Florida is a “No-Fault Divorce” state, meaning that the court is not interested in who is to blame or whose fault it is that the couple is divorcing. Of course, the facts of each case are important for other reasons, including alimony, property distribution, child custody and other children’s issues, but proving a “fault” is not necessary to obtain a Divorce in Florida.
The Divorce Process
A Florida divorce begins with the spouse known as the “Petitioner” filing a Petition for Dissolution of Marriage. The filing of such a Petition commences, or begins, a civil lawsuit. The other spouse, or the “Respondent,” should receive a copy of the Petition and supporting documents, often with a Summons issued by the Court and delivered, or “served,” by a Process Server. The Respondent has twenty (20) days after being served to file an “Answer” or other response to the Petition. The Respondent can also file a Counterpetition against the Petitioner, which the Petitioner would then have to answer. Since the court cannot award any relief that is not asked for in the Petition or Counterpetition, it is crucial to consult with an experienced divorce attorney to make sure all your bases are covered from the beginning. The way the divorce process begins often sets the tone moving forward.
After the petitions and supplemental documents are filed, the parties exchange “discovery” by providing various financial disclosures, sworn statements, and documentary evidence to the other. Discovery can be time-consuming and complex if either or both of the parties are self-employed, work for a family business, own complex business interests, own foreign property or interests, or are employed in a foreign jurisdiction. Discovery can also be complicated if there are allegations of adultery or if there is no trust between the parties for other reasons.

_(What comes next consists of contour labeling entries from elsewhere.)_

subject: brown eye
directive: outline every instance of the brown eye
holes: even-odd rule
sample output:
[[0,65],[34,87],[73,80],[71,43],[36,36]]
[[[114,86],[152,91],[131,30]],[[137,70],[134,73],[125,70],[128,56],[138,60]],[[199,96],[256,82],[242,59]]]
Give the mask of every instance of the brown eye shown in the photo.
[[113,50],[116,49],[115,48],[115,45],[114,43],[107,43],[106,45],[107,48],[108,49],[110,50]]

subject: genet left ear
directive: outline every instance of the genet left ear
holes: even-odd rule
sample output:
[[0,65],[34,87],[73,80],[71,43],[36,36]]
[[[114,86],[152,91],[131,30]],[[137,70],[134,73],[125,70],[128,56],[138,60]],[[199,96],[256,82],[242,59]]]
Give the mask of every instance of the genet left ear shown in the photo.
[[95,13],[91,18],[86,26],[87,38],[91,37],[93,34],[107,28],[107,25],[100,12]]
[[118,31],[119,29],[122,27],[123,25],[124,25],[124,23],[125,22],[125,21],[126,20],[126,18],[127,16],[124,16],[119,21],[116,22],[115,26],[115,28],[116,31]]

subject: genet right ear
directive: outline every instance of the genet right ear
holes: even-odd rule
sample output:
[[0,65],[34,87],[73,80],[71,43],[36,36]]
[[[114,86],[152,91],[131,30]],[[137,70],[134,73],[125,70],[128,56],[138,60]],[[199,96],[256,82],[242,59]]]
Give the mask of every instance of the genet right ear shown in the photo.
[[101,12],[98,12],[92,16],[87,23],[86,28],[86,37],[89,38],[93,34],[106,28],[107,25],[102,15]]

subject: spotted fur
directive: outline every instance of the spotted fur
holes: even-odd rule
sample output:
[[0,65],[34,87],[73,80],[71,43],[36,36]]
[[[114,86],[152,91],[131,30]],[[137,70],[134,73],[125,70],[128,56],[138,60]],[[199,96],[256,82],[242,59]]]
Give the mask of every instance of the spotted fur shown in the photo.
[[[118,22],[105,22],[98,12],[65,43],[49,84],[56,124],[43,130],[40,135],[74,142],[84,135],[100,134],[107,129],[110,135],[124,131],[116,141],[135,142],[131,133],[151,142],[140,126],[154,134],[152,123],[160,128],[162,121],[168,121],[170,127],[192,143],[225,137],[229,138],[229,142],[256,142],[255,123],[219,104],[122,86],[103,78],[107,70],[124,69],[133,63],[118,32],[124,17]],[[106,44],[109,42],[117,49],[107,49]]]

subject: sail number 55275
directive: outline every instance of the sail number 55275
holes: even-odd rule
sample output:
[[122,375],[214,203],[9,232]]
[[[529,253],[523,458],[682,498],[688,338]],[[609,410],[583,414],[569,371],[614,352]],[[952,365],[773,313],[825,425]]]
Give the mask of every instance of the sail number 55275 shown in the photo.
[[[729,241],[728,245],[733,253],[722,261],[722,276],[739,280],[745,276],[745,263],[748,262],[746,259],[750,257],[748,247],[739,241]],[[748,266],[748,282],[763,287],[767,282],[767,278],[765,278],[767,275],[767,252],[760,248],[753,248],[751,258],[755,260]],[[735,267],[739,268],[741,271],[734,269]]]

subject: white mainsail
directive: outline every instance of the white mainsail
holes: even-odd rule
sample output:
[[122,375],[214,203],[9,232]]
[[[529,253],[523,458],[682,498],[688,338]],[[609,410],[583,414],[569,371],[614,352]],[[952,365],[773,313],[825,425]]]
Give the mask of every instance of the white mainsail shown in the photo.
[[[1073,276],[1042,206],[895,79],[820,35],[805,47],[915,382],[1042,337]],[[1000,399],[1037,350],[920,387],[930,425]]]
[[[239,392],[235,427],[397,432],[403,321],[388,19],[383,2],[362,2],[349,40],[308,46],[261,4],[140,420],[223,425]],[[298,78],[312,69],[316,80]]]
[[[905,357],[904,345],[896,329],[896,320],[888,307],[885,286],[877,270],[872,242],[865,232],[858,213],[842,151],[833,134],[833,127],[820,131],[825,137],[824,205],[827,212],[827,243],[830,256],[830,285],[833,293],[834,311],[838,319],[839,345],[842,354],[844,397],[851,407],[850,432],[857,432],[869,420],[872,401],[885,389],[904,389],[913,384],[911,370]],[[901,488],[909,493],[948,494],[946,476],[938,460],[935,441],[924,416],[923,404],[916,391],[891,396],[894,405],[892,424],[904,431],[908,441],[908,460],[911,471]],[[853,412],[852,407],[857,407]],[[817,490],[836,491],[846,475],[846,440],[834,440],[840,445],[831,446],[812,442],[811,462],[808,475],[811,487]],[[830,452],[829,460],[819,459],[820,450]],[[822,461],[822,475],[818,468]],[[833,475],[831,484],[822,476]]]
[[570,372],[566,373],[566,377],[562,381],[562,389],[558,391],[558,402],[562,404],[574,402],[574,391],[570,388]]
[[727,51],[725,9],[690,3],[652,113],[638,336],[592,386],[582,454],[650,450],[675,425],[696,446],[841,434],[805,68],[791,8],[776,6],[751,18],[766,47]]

If there are children of the marriage, a parenting plan, containing a time-sharing schedule, will need to be agreed to between the parties or otherwise ordered by the Court. An award of child-support should also be made, based on variables including the incomes of each party, certain child-related expenses, and the number of overnights each party spends with the children.
As of July 2023, there is now a rebuttable presumption that equal time-sharing is in the best interests of the children when creating a parenting plan. In order to overcome the presumption, a party must prove by a preponderance of the evidence that equal time-sharing is not in the “best interests” of the minor children.
If there are few issues and a general agreement exists between the parties, negotiations can take place early on and it is possible to settle the case quickly and cost effectively. Ultimately, most divorces are settled through a process known as Mediation, whereby each spouse and their attorneys meet with a neutral, unbiased, third-party professional who is trained in mediation. During the mediation process, the mediator helps guide the parties closer to the middle on any issues between them, in an attempt to reach a settlement that everyone can live with.
If the parties impasse or otherwise fail to come to an agreement at mediation, and they do not want to mediate again, the case can move forward to Trial, or Final Hearing. Trial preparation is a necessary part of every case, so that each client is able to present his or her case in the most advantageous way. It is important to have a family lawyer who is not afraid to bring your issues before a judge. However, parties should only move forward with trial after carefully considering the emotional and financial costs of going to trial as compared to the benefits of settling the case.